Halibut Piccata with Artichokes on Farro

Makes 2 servings

1/2 cup farro, rinsed
1 cup chicken stock
3 artichoke hearts (halved)
2 teaspoons olive oil
6-8 ounces halibut
Salt and pepper to taste
1/2 cup of dry white wine (can substitute chicken stock)
Juice of 1/2 a small lemon
1 tablespoon capers, drained
1 /2 tablespoon butter
1 tablespoons parsley, chopped

Bring the farro and chicken stock to a boil. Reduce to a simmer, cover and cook until the stock is absorbed, about 15-20 minutes.  Drain any remaining stock and stir the artichoke hearts into the farro.

In a medium saute pan, heat the olive oil over medium heat.  Season the halibut with salt and pepper.  Add the halibut and cook until lightly golden brown on both sides, about 3-5 minutes per side and set aside.

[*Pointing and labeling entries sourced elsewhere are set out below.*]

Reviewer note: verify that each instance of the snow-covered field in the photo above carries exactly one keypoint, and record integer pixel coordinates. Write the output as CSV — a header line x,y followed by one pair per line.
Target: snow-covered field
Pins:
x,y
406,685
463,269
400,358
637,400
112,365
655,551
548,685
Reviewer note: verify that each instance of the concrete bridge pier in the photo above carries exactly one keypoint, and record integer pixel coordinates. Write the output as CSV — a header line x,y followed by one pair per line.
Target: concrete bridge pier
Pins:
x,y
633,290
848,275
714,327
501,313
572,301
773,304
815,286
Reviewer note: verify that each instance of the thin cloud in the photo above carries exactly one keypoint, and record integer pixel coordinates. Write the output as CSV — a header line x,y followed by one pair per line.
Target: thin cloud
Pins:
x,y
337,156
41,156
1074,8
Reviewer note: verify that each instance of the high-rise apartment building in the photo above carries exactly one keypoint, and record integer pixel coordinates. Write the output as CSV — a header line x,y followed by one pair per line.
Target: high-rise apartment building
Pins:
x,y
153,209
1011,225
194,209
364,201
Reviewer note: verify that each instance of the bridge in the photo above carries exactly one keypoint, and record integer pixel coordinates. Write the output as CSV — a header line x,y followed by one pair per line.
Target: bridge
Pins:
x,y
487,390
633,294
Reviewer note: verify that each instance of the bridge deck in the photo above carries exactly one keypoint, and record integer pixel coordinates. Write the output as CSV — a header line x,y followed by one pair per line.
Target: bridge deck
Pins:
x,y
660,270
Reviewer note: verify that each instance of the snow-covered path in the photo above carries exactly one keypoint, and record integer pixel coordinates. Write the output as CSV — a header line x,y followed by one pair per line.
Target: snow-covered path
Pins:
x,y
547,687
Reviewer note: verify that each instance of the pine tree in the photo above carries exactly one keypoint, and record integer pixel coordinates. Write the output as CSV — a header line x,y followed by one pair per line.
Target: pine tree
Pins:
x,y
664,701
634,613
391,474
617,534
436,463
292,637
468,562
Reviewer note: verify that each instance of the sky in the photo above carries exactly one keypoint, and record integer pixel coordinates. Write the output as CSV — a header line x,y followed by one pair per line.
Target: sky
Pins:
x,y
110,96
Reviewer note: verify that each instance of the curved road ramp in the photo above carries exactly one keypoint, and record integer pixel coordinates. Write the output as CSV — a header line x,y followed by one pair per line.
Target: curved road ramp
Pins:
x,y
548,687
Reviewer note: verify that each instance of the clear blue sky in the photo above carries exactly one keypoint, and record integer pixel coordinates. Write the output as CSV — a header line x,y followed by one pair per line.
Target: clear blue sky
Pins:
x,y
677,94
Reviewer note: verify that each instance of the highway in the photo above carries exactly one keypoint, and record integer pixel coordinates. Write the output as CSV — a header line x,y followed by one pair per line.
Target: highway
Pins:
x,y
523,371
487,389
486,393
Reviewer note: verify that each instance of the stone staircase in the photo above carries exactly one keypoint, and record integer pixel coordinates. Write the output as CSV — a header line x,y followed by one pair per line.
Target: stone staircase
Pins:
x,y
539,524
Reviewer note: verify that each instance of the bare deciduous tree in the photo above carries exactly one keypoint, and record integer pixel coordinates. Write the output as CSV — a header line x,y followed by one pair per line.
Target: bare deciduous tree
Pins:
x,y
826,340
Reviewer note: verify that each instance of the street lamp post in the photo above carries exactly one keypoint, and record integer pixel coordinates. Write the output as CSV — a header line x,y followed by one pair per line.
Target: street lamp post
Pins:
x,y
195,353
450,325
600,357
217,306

Add the white wine and lemon juice to the pan, deglaze and simmer to reduce the sauce for a few minutes.  Add the capers and butter and heat until the butter melts into the sauce.  Remove from heat and stir in the parsley.

Serve the halibut on a bed of farro with the artichoke hearts and top with the lemon and caper sauce.